NEW! Topton 10Gb 2xSFP+ 4x2.5Gb i5-1240P

[EncryptedUsername]

The "x8 seat (x4 signal)" refers to the physical slot being an x8 one, but with only the pins for 4 lanes + power actually connected. Basically it's a x4 slot that physically fits x8 cards.

It was almost perfect, but then they halved the number of lanes to the network card. Shame!

All said and done, this will still do the trick for me. With my up and downstream network being the limiting factor, the most I need to push through this box as a firewall is 2 x 3 = 6 Gbps. (I misspoke earlier when I mentioned I only needed one port, I do in fact need two). I also plan to benchmark Proxmox on it, because I'll likely get a second one to run as a hypervisor with a 10Gbps VLAN trunk, if the testing works out.

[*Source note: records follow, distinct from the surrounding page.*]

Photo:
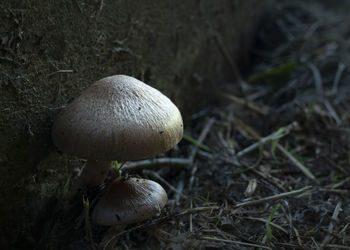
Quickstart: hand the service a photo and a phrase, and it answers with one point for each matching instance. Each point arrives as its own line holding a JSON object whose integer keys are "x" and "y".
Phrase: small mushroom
{"x": 117, "y": 118}
{"x": 125, "y": 202}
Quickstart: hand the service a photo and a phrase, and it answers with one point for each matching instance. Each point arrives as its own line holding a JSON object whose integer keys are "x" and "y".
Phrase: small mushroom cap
{"x": 129, "y": 201}
{"x": 118, "y": 118}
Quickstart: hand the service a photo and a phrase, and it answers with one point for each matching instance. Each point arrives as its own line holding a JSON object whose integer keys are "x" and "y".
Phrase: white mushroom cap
{"x": 118, "y": 118}
{"x": 129, "y": 201}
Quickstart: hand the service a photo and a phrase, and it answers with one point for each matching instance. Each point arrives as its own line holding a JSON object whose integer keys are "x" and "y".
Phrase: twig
{"x": 274, "y": 197}
{"x": 61, "y": 71}
{"x": 202, "y": 137}
{"x": 264, "y": 140}
{"x": 265, "y": 221}
{"x": 332, "y": 112}
{"x": 157, "y": 176}
{"x": 296, "y": 163}
{"x": 246, "y": 103}
{"x": 318, "y": 80}
{"x": 234, "y": 242}
{"x": 329, "y": 236}
{"x": 340, "y": 70}
{"x": 168, "y": 217}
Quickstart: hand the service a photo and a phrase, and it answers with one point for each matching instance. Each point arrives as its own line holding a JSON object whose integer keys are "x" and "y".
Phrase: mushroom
{"x": 117, "y": 118}
{"x": 127, "y": 201}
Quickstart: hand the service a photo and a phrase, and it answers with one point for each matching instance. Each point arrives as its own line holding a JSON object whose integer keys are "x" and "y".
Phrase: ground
{"x": 265, "y": 167}
{"x": 268, "y": 167}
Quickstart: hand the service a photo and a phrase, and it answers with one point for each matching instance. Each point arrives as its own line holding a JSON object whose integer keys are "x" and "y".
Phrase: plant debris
{"x": 277, "y": 173}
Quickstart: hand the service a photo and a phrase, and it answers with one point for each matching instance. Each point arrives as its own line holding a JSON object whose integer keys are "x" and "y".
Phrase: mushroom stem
{"x": 95, "y": 172}
{"x": 110, "y": 238}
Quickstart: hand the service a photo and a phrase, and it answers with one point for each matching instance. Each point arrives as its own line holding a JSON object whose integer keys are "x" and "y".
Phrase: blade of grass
{"x": 268, "y": 236}
{"x": 196, "y": 143}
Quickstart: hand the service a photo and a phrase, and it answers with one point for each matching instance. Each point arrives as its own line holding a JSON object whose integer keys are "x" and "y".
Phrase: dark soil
{"x": 270, "y": 169}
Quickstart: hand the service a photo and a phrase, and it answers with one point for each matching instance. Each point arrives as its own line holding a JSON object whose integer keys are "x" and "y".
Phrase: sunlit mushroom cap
{"x": 129, "y": 201}
{"x": 118, "y": 118}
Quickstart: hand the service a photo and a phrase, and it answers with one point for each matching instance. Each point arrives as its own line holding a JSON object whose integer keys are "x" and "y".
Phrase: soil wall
{"x": 51, "y": 50}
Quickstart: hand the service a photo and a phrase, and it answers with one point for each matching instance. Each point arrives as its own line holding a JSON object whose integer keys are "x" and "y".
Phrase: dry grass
{"x": 277, "y": 172}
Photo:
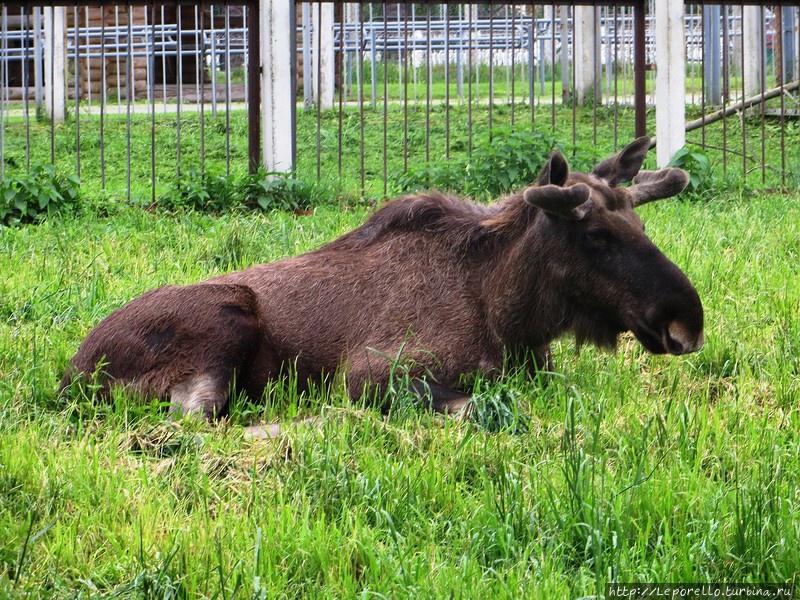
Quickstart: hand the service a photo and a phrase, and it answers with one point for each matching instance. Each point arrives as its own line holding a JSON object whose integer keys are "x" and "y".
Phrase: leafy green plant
{"x": 698, "y": 165}
{"x": 271, "y": 190}
{"x": 25, "y": 197}
{"x": 202, "y": 191}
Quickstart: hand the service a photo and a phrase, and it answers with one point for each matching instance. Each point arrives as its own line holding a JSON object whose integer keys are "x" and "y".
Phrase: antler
{"x": 565, "y": 202}
{"x": 623, "y": 165}
{"x": 654, "y": 185}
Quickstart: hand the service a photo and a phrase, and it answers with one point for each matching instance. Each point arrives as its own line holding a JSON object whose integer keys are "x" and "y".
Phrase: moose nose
{"x": 679, "y": 339}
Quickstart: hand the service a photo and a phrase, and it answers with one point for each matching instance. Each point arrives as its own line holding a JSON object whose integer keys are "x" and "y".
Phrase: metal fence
{"x": 153, "y": 91}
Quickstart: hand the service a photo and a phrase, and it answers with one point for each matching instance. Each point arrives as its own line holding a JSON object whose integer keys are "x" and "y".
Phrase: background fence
{"x": 151, "y": 92}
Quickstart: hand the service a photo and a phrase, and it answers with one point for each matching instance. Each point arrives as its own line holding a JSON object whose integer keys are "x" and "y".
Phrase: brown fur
{"x": 452, "y": 286}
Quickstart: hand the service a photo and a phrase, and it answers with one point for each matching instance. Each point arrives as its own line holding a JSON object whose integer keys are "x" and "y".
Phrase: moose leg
{"x": 441, "y": 399}
{"x": 181, "y": 344}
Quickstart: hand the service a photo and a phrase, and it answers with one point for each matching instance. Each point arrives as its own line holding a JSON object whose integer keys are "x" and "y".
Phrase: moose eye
{"x": 597, "y": 239}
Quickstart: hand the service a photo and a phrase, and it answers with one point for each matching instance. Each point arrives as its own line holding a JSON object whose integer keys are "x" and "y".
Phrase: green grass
{"x": 629, "y": 466}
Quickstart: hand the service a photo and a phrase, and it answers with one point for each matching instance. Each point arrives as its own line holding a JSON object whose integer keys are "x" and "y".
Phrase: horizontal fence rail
{"x": 388, "y": 92}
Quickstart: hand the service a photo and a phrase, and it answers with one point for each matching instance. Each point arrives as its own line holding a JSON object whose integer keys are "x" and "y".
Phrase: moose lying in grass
{"x": 456, "y": 286}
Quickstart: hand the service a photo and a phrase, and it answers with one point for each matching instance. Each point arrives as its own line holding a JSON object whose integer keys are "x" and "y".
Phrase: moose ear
{"x": 556, "y": 170}
{"x": 654, "y": 185}
{"x": 563, "y": 202}
{"x": 625, "y": 164}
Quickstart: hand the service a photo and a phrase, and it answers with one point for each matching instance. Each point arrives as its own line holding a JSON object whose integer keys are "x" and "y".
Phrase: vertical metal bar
{"x": 405, "y": 86}
{"x": 292, "y": 77}
{"x": 361, "y": 96}
{"x": 77, "y": 92}
{"x": 4, "y": 60}
{"x": 785, "y": 75}
{"x": 152, "y": 82}
{"x": 228, "y": 89}
{"x": 117, "y": 45}
{"x": 385, "y": 98}
{"x": 763, "y": 87}
{"x": 373, "y": 61}
{"x": 703, "y": 80}
{"x": 213, "y": 65}
{"x": 163, "y": 59}
{"x": 469, "y": 77}
{"x": 51, "y": 85}
{"x": 201, "y": 72}
{"x": 38, "y": 60}
{"x": 428, "y": 87}
{"x": 308, "y": 69}
{"x": 743, "y": 121}
{"x": 447, "y": 79}
{"x": 129, "y": 95}
{"x": 318, "y": 89}
{"x": 103, "y": 97}
{"x": 639, "y": 68}
{"x": 179, "y": 87}
{"x": 613, "y": 67}
{"x": 574, "y": 94}
{"x": 491, "y": 66}
{"x": 726, "y": 85}
{"x": 88, "y": 42}
{"x": 513, "y": 63}
{"x": 340, "y": 78}
{"x": 254, "y": 88}
{"x": 25, "y": 86}
{"x": 595, "y": 75}
{"x": 531, "y": 62}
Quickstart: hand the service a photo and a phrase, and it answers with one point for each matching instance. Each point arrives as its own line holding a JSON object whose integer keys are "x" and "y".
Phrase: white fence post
{"x": 670, "y": 80}
{"x": 324, "y": 73}
{"x": 277, "y": 121}
{"x": 55, "y": 62}
{"x": 753, "y": 36}
{"x": 586, "y": 27}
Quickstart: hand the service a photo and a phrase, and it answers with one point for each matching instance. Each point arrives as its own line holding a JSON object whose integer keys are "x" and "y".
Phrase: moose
{"x": 456, "y": 286}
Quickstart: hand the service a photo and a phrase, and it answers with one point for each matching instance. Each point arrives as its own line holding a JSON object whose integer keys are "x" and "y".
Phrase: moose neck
{"x": 524, "y": 308}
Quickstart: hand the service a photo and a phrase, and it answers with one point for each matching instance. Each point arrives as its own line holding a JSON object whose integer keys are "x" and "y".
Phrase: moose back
{"x": 449, "y": 286}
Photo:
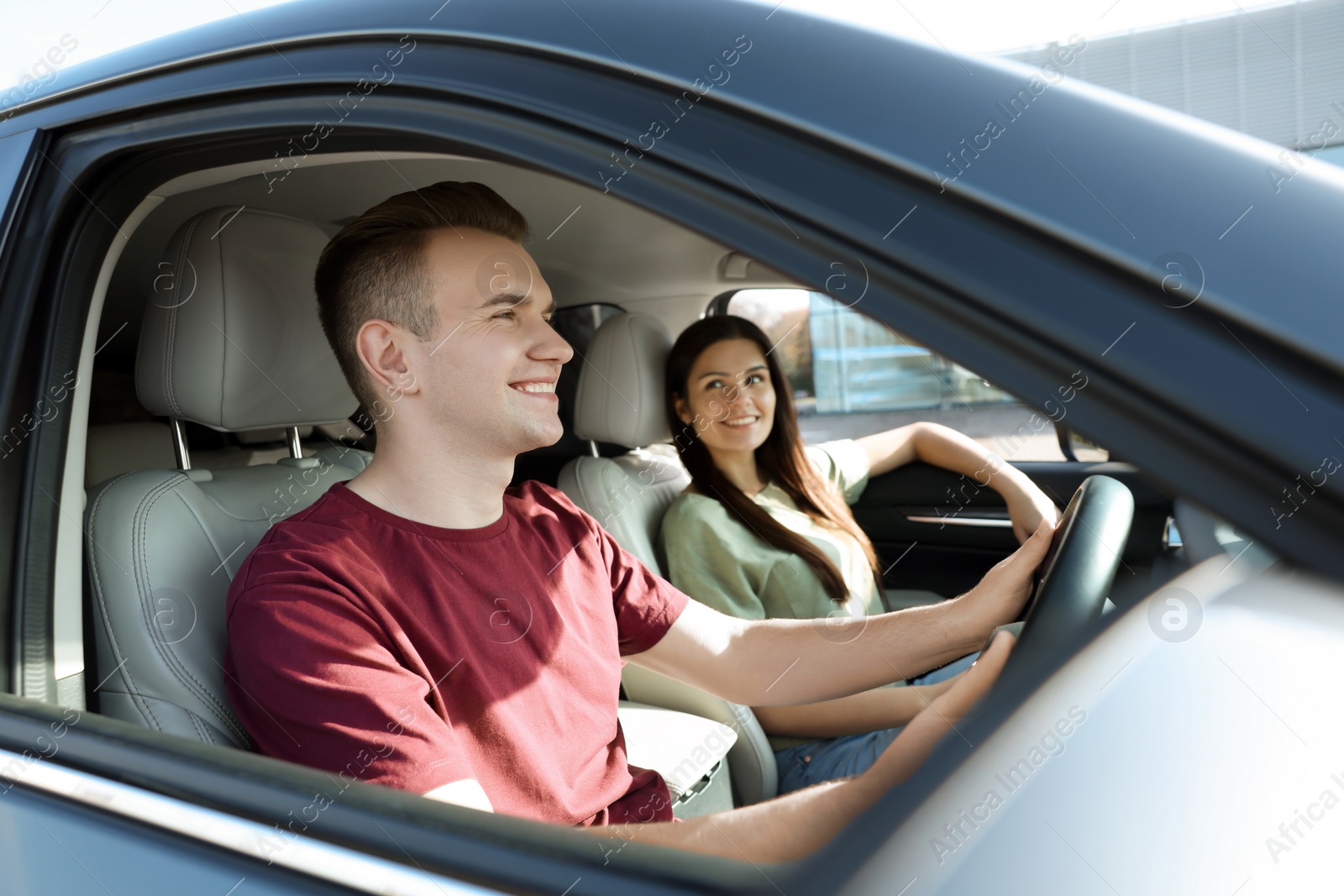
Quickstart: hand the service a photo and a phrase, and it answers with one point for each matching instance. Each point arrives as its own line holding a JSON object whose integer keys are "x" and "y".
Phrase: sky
{"x": 80, "y": 29}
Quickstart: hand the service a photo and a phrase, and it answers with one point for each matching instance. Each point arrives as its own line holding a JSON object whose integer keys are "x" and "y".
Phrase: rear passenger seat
{"x": 120, "y": 448}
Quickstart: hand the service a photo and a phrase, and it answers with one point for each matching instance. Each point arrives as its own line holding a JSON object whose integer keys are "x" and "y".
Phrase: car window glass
{"x": 853, "y": 375}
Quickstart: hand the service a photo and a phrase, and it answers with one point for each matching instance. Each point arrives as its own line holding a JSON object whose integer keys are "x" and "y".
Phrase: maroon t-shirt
{"x": 414, "y": 656}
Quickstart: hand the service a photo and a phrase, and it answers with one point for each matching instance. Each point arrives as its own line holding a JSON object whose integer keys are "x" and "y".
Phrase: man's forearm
{"x": 853, "y": 715}
{"x": 788, "y": 661}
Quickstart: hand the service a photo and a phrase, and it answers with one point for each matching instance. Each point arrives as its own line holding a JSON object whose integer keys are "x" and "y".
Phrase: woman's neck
{"x": 741, "y": 469}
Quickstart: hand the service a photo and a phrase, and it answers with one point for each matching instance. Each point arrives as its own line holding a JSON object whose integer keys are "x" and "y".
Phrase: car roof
{"x": 1247, "y": 228}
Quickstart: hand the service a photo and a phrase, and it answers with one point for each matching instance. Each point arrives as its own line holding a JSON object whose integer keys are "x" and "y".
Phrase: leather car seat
{"x": 620, "y": 399}
{"x": 235, "y": 345}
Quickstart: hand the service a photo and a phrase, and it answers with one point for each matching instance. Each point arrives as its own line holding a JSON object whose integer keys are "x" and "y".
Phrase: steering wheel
{"x": 1079, "y": 566}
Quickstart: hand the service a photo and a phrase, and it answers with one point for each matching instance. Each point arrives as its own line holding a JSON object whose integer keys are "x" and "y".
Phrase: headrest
{"x": 232, "y": 338}
{"x": 620, "y": 396}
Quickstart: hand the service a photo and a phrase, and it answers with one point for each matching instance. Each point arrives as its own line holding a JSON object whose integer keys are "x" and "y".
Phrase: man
{"x": 428, "y": 627}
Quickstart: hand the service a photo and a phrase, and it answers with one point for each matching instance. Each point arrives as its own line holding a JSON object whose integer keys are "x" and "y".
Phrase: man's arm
{"x": 801, "y": 822}
{"x": 949, "y": 449}
{"x": 769, "y": 663}
{"x": 853, "y": 715}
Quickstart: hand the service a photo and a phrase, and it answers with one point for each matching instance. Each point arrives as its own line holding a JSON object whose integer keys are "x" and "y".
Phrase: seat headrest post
{"x": 179, "y": 443}
{"x": 296, "y": 448}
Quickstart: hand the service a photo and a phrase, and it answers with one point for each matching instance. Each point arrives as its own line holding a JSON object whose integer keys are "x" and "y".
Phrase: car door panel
{"x": 941, "y": 531}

Virtualization will no doubt drop the speed down a notch I'm sure.

Based on everything that came to light, if you need 20 Gbps or higher throughput, this isn't the device for you. Sounds like it will be locked to the sub-14 Gbps cap mentioned in Dual 10Gbit network using PCI 2.0 (5GT/s) x4 – what is the maximum bandwidth? | Any IT here? Help Me!. The theoretical PCIe 2.0 x4 limit is only 500 MB/s per lane = 2000 MB/s or 16 Gbps. Come on Topton. Do better.

 

[blunden]

It sounds like we are still a good year or 2 away from getting a mini router that can make full use in routing, nas and 10G duties, but just a guess.

Would still be interesting to see some iperf benchmarks still.

Do you think its better to get an micro-atx motherboard with few 16x and 4x Pci-e slots and add on Nic cards, maybe something like an intel Core T processor and just build a more powerful router?

I'd say we are fairly close already. If this wasn't limited by PCI-E lanes it could probably manage the routing part of it, at least with 1500 byte packets, as long as you don't do a bunch of traffic inspection/blocking (IDS/IPS) etc.

Building a small PC yourself is always an option, but you'll likely need active cooling and see a higher power consumption though.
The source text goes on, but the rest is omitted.